Two years ago nonagenarian multibillionaire mass media mogul Rupert Murdoch and his 60-something-year-old fourth wife Jerry Hall, the six-foot-tall Texan fashion model and actress who once shared a Paris apartment with Grace Jones and has four adult children with former mate Mick Jagger, splashed out about £11.25 million — that’s roughly US$15 million at today’s rates — for an 18th-century Georgian mansion set on about 26-acres near Henley-on-Thames, about an hour’s drive due west of Central London. Married in 2016 after a fairly brief courtship, the May-December couple turned around the following year and bought a 200-year old fixer upper in the Cotswold village of Great Tew, about 1.5-hours by car northwest of London. The gargantuan manor house is in dire need of a costly and comprehensive restoration, and, so the reporting goes, they plan to spend about £30 million on updates.

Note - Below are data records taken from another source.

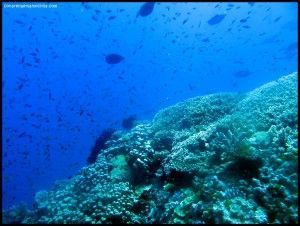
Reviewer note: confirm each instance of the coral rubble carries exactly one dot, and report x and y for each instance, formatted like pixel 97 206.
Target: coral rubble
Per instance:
pixel 221 158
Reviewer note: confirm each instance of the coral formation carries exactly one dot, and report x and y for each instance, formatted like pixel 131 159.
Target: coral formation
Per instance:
pixel 222 158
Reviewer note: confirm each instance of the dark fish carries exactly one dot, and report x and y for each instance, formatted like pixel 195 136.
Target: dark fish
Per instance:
pixel 278 18
pixel 94 18
pixel 292 47
pixel 216 19
pixel 146 9
pixel 113 58
pixel 18 21
pixel 185 21
pixel 111 17
pixel 129 122
pixel 22 134
pixel 242 74
pixel 243 20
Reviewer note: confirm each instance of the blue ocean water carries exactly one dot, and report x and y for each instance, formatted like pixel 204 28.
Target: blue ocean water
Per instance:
pixel 61 89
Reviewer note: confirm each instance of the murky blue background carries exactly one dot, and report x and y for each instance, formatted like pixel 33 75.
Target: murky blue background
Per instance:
pixel 59 93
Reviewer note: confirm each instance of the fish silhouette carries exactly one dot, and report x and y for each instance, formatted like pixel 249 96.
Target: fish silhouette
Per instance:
pixel 146 9
pixel 113 58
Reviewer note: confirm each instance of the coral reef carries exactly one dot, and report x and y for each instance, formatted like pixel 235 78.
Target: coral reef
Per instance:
pixel 222 158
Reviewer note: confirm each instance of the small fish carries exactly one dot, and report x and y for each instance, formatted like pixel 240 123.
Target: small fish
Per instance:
pixel 94 18
pixel 20 87
pixel 243 20
pixel 242 74
pixel 113 58
pixel 22 134
pixel 216 19
pixel 146 9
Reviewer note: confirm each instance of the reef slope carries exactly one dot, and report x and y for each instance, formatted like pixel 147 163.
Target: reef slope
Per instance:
pixel 221 158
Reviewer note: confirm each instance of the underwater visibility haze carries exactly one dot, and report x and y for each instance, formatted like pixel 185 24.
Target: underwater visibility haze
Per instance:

Meanwhile, the infinitesimally deep-pocketed globe-trotters have just expanded their stateside holdings with the not-quite $4.3 million purchase of a secluded home that’s adjacent to what’s known as Moraga Bel Air, Murdoch’s boutique vineyard and winery that is somewhat implausibly located in the heart of a tony residential enclave on the ritzy border between L.A.’s Bel Air and Brentwood neighborhoods. Originally the horse-ranch home of Victor Fleming, legendary director of “Gone with the Wind” and “The Wizard of Oz,” the 13-acre spread was acquired in the late 1950s by late Northrop Corp. CEO Tom Jones and his wife Ruth. It was the Joneses who, in the early 1980s, first planted the undulating rows of grapevines that now line the estate’s steeply sloped hills. Murdoch has owned the winery since 2013, when he bought it for $28.8 million.

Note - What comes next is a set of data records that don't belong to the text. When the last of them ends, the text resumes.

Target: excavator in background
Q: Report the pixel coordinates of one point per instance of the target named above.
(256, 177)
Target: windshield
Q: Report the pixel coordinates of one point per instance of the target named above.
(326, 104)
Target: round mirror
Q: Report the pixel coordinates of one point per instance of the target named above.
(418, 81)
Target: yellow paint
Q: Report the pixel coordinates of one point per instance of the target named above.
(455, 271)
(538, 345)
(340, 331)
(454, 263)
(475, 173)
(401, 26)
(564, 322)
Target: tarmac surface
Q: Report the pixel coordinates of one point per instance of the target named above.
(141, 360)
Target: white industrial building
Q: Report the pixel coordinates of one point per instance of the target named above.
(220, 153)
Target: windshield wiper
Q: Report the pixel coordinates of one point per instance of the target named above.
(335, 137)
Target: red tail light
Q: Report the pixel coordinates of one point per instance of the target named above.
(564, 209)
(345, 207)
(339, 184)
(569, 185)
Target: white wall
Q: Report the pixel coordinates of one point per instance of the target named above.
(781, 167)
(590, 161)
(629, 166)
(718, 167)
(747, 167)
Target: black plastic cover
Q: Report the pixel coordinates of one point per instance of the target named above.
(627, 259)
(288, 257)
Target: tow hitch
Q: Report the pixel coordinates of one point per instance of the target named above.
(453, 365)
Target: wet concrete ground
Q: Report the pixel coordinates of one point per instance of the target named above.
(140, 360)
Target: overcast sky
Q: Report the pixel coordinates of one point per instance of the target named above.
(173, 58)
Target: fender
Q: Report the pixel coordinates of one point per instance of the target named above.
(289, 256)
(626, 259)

Since the deal for went down off-market, not much is publicly known about the Murdoch’s newly acquired property that spans almost three-quarters of an acre and is surrounded on three sides by the vineyard property, making it a snap to incorporate. Tax records indicate the almost 4,700-square-foot home was built in 1939 with five bedrooms and five bathrooms. Completely invisible down a long and gated drive, the single-story home surrounds a tree-shaded central courtyard, while huge specimen trees shield the backyard gardens and swimming pool.
The Murdochs also keep a sky-high bolthole in New York City, a mansion-sized triplex penthouse, plus the full-floor unit below, that Murdoch picked up in two 2014 transactions that records show totaled about $58 million. Murdoch unsuccessfully tried to sell the triplex penthouse in 2015 at a spine stiffening $72 million.

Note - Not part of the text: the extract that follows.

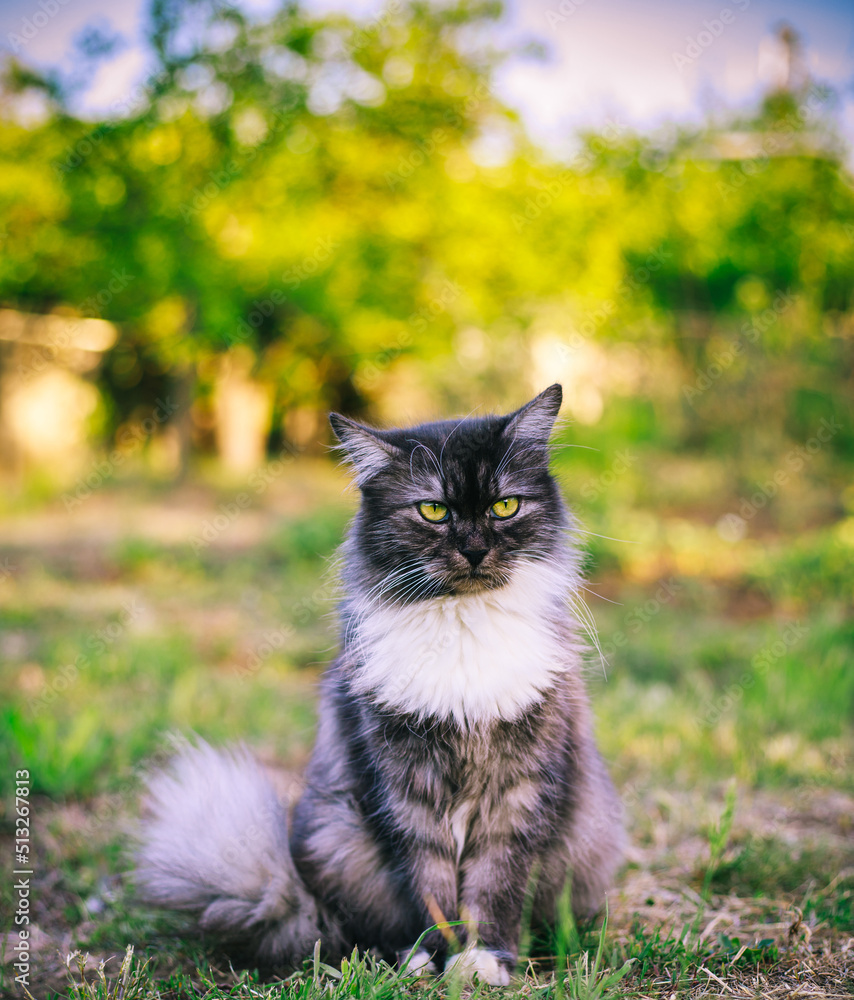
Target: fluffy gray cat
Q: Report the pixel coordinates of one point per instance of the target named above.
(455, 768)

At least some of Murdoch’s six children exhibit equally voracious appetites for huge, high-maintenance properties: younger son James, who resigned from News Corp’s board of directors last year “due to disagreements over certain editorial content”, according to his resignation letter, bought his father’s stunning Wallace Neff-designed home high in the mountains above Bel Air in 2015 for $30 million, And, just over a year ago, younger son Lachlan, executive chairman and CEO of Fox Corporation, ponied up a staggering (and record setting) $150 million for Chartwell, the by-every-standard lavish Bel Air estate of late media tycoon Jerry Perenchio.